Fusion reactors may get some help from meandering electrons

Tokamak fusion reactors, like the one under construction in France for the ITER project, confine a hot plasma that initiates and maintains a thermonuclear reaction. Part of that confinement is provided by electrical currents in the plasma itself, which generate magnetic fields and prevent the plasma from expanding to the reactor walls. A tokamak the size of ITER needs a current of around 15 million amps to corral the plasma into shape.

Research published in Physics of Plasmas shows that at least some of this confining current may arise from the dynamics of the plasma itself. The work predicts that a centrally fueled tokamak — one in which frozen fuel pellets are injected along the plasma’s central axis — could yield a million-amp current, potentially easing the path toward fusion energy generation.

A team of physicists in France derived an analytical model describing the coupling between an outward electron flux and an axial current in an ideal cylindrical tokamak.
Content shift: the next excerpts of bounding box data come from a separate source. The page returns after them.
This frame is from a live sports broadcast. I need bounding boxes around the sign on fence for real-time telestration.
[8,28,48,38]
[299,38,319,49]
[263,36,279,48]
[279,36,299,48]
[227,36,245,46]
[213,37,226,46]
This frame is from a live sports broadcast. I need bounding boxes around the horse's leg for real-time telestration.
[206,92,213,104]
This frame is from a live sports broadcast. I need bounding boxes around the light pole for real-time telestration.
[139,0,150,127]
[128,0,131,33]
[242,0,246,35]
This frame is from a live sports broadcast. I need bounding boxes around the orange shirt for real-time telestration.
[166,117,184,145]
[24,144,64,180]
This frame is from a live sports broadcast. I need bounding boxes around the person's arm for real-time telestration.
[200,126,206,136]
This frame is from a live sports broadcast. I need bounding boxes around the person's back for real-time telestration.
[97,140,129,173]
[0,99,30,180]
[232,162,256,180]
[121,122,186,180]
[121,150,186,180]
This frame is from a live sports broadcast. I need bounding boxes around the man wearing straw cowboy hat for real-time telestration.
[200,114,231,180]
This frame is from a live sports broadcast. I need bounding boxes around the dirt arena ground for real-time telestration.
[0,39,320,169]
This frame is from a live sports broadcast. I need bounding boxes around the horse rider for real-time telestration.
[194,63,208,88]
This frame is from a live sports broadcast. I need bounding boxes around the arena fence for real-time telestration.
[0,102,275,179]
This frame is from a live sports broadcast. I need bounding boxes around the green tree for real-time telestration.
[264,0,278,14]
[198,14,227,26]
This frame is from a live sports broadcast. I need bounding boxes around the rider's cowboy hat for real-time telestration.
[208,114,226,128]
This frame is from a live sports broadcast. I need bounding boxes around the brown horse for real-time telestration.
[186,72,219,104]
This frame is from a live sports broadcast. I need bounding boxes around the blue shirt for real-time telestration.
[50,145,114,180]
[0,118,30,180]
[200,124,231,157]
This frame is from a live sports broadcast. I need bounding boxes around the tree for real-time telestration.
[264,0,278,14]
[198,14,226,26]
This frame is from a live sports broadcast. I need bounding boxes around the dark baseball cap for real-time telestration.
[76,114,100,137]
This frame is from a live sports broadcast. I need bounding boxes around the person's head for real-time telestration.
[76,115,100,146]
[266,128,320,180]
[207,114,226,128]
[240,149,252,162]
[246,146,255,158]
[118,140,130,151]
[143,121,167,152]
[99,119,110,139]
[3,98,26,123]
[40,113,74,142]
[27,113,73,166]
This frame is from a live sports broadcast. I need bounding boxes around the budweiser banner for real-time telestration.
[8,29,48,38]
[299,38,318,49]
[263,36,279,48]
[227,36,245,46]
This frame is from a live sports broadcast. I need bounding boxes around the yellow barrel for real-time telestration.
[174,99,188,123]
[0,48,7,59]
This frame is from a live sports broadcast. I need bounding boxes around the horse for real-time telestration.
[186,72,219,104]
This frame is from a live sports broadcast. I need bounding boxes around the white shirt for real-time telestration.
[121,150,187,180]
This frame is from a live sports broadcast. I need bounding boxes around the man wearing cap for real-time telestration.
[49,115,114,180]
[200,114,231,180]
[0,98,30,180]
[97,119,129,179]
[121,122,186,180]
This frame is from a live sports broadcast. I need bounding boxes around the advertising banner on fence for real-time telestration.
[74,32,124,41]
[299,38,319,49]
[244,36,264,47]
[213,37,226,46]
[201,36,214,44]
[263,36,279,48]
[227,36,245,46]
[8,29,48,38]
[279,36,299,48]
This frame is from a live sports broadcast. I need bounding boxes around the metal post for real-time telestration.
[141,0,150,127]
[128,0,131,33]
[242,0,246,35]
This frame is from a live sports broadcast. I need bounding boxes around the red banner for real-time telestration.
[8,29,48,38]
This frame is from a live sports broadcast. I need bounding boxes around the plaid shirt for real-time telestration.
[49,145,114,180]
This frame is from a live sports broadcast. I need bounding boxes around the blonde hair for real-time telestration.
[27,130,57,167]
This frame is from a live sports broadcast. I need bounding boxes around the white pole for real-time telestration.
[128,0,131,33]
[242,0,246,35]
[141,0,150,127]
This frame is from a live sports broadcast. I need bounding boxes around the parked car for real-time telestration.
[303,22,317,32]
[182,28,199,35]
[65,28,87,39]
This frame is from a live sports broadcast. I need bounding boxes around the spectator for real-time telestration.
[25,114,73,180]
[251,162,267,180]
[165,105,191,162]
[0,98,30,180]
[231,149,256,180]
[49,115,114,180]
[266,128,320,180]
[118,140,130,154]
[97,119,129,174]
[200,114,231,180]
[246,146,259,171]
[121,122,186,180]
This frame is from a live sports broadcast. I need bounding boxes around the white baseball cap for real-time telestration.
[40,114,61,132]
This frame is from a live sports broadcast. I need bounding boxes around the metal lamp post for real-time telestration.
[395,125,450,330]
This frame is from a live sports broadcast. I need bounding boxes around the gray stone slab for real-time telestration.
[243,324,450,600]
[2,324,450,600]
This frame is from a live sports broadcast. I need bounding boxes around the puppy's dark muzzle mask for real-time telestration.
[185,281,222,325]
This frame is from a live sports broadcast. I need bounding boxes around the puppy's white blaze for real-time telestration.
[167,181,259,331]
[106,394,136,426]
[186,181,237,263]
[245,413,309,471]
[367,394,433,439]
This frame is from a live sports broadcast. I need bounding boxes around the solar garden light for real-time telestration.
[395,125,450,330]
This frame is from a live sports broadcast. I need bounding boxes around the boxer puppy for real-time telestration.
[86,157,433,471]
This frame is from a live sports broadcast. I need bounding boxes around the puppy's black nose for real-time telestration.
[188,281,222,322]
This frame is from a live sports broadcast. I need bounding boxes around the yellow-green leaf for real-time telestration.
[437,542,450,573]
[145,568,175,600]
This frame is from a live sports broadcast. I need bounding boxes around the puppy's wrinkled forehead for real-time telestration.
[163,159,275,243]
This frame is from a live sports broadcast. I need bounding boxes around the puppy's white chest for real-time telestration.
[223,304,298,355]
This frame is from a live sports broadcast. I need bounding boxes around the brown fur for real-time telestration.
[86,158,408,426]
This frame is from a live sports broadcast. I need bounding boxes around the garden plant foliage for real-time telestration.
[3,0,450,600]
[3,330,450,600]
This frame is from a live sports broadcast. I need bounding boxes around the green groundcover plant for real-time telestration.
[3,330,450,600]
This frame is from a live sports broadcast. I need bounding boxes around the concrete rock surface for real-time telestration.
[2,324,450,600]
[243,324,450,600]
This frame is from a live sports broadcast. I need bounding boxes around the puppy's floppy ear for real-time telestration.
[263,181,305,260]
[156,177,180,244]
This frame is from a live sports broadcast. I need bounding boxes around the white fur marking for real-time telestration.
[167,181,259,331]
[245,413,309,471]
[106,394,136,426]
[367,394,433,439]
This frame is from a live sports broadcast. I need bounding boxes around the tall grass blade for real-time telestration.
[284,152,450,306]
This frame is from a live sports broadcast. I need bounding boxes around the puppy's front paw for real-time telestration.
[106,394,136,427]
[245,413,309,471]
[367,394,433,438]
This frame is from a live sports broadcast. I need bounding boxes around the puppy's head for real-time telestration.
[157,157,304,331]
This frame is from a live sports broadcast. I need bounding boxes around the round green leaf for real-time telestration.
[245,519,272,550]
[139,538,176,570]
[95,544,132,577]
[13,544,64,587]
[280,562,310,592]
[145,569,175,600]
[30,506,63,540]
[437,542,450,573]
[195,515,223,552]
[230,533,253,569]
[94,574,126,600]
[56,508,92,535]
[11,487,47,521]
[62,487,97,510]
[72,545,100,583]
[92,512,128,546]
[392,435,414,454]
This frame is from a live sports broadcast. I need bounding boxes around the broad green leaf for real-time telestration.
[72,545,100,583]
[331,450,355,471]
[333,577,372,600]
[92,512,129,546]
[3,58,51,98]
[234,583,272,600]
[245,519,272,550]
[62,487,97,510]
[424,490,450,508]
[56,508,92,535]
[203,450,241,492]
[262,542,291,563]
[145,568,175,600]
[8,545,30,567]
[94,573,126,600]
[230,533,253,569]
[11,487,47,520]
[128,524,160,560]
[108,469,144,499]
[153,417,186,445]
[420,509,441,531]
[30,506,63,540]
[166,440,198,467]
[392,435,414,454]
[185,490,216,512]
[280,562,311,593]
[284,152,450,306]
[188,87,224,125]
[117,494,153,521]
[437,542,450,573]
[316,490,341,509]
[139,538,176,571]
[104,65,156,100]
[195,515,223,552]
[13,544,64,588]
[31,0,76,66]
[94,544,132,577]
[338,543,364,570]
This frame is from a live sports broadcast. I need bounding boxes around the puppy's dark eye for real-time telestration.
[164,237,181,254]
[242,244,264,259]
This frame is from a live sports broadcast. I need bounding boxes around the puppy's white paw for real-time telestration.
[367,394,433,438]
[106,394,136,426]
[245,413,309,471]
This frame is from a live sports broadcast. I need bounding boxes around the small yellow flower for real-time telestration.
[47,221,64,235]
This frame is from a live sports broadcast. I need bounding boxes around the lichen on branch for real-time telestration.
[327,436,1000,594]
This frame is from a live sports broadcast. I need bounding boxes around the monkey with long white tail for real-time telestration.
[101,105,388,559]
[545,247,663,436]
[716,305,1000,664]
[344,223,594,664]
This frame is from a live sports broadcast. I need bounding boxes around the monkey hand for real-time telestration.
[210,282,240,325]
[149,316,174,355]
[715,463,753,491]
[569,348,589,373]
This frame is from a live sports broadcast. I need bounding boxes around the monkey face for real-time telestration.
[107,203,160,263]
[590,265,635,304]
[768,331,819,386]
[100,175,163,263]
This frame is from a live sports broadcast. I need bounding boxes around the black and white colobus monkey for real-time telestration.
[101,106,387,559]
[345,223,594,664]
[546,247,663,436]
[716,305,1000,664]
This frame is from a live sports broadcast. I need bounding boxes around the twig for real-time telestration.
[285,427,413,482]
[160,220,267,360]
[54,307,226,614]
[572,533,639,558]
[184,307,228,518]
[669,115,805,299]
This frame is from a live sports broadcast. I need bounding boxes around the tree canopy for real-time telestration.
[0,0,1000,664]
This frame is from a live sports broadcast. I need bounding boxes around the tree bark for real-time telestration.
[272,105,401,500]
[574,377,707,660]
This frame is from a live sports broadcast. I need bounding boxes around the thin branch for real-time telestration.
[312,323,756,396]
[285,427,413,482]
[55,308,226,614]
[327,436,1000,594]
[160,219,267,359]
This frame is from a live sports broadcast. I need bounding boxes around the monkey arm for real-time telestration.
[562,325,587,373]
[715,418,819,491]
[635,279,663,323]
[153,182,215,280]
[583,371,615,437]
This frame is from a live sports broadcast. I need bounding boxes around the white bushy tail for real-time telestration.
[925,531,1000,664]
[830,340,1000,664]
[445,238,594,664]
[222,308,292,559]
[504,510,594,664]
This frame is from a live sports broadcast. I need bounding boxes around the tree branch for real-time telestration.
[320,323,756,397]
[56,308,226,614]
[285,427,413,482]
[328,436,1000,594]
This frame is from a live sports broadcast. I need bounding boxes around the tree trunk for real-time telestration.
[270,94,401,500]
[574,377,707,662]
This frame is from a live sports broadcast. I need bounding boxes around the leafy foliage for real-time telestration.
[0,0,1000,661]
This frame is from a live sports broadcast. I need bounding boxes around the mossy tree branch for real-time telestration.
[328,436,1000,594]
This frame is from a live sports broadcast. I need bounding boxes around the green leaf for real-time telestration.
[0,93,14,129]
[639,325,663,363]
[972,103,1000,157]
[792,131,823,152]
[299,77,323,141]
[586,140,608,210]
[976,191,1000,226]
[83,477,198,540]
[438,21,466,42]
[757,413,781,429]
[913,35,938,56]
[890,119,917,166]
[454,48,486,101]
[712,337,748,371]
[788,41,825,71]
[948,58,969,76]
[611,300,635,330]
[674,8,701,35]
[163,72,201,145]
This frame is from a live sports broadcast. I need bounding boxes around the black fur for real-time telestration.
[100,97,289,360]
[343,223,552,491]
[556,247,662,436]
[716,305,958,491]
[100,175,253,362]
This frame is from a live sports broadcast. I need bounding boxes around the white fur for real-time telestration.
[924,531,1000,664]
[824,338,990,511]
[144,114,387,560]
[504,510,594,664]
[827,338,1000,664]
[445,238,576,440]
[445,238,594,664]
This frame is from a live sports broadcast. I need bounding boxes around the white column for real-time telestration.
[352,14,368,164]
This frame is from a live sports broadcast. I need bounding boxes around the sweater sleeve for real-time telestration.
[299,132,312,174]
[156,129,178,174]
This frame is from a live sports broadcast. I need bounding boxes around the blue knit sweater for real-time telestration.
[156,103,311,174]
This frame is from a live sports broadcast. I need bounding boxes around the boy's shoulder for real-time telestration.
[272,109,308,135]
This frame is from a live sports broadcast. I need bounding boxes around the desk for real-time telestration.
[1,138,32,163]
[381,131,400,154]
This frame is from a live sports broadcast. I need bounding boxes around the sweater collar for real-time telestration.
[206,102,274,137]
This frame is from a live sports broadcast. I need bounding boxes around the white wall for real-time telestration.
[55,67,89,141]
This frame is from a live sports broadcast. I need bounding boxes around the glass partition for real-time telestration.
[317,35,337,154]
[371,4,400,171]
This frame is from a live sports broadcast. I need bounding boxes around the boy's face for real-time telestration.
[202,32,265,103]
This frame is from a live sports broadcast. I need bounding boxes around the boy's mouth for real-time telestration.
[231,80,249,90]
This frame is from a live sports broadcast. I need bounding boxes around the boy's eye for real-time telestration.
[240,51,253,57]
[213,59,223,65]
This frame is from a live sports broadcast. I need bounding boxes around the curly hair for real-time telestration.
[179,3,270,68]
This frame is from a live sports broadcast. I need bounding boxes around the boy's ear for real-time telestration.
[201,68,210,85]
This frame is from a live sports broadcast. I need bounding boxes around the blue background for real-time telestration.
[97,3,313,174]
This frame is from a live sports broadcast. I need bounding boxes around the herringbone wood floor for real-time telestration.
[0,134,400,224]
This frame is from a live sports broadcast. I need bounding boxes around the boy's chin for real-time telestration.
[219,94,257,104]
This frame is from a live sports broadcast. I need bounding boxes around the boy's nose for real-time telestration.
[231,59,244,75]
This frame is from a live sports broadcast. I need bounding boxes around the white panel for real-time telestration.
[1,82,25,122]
A picture of a random walk emerged: Electrons beginning on the central axis are continually buffeted by turbulence in the plasma, eventually ending up at the edge. During the walk, they also gain momentum along the plasma axis, leading to an axial current.

The work extends pioneering numerical simulations from 1994 that first reported on the axial current, albeit in a regime that ignored collisions. “We discovered that dissipation does not destroy the coupling between the radial and axial fluxes,” said Jean-Marcel Rax, an author of the paper. “Indeed, accounting for collisions is mandatory to describe a steady-state burning tokamak.”

Source: “Kinetic theory of transport driven current in centrally fuelled plasmas,” by J. M. Rax, J. Robiche, R. Gueroult, and C. Ehrlacher, Physics of Plasmas (2018). The article can be accessed at https://doi.org/10.1063/1.5030536 .